Implementing Motivational Interviewing for Exercise with Depressed Adults
PublisherThe University of Arizona.
RightsCopyright © is held by the author. Digital access to this material is made possible by the University Libraries, University of Arizona. Further transmission, reproduction, presentation (such as public display or performance) of protected items is prohibited except with permission of the author.
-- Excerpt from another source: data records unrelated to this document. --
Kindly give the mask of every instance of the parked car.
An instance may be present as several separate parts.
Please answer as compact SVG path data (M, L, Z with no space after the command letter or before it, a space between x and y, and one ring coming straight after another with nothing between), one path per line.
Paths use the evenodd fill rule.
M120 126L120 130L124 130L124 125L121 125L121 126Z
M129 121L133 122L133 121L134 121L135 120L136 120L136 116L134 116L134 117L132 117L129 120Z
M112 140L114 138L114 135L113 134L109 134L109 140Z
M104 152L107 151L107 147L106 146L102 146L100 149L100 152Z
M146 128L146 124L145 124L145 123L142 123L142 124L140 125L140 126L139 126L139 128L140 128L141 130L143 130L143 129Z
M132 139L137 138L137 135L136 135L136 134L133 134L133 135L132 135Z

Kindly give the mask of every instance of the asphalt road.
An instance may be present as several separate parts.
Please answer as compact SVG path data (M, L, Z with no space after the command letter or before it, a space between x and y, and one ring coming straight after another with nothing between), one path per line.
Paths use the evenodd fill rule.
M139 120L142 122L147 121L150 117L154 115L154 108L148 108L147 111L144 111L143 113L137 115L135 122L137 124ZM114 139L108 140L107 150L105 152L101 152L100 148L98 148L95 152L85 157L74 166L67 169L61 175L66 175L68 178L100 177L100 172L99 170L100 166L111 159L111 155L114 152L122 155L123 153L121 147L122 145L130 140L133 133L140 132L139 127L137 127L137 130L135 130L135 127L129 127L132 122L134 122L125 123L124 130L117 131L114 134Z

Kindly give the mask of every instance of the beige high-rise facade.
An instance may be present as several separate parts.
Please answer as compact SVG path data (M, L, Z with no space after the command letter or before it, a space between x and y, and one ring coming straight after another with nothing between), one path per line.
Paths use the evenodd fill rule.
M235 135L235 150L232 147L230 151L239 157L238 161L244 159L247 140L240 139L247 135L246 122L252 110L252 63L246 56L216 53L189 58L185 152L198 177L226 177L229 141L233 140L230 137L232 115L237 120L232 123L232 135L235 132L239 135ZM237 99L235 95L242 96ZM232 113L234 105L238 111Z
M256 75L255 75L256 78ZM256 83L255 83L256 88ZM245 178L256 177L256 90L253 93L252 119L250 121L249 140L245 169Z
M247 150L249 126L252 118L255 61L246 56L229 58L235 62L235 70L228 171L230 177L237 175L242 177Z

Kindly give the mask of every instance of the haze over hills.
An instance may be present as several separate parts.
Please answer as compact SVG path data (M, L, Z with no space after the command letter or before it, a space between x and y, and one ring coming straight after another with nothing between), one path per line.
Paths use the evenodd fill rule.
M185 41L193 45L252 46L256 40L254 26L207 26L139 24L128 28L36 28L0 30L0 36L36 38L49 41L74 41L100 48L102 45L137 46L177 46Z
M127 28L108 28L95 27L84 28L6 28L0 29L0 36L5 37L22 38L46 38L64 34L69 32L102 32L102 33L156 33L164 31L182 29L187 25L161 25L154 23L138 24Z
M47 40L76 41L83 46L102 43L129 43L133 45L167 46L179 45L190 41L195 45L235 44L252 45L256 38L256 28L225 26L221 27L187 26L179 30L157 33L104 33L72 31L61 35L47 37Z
AbstractBackground: Depression can negatively impact all aspects of life including physical health, financial stability, and job security. Motivational Interviewing (MI) reflects a counseling style based on five general principles: reflective listening, developing a discrepancy between the patient’s goals, values and their current behavior, avoiding argument and direct confrontation, adjusting to client resistance instead of opposing directly, and finally, supporting self-efficacy and optimism. Exercise can improve mood, lessen the course of depression, and can provide benefits in addition to antidepressants. However, many with mental illness do not get enough exercise and this can compound their illness. Objective: The purpose of this DNP project was to determine the barriers and facilitators of employing Motivational Interviewing (MI) for exercise in an outpatient mental health clinic in Northern Arizona Methodology: Patients were interviewed pre and post MI intervention, as well as administered PHQ-9 pre and post MI intervention. Written responses were analyzed for commonalities in their survey questions. Setting: West Yavapai Guidance Clinic in Prescott Valley, AZ. Participants: There were five patients that met project guidelines for depression during the convenience sampling period. Results: Response rate among participants was 60%, with 80% female and 20% male. The PHQ-9 scores was lower at the one month follow up after the MI intervention for two participants and stayed the same for the third. Commonalties that were identified were “relaxed,” “peaceful,” and “nature,” as well as “dogs.” Barriers were “time” and “weather.” Conclusion: The five participants reported depression and were identified as having depression on the PHQ-9. The three who followed up reported that they thought of exercise more frequently, and linked it to their mental health. With this small sample size there exhibited a positive association between targeting people’s behavior via MI on exercise, and subsequent improvement in PHQ-9 scores, as well as positive thoughts regarding mental health and exercise.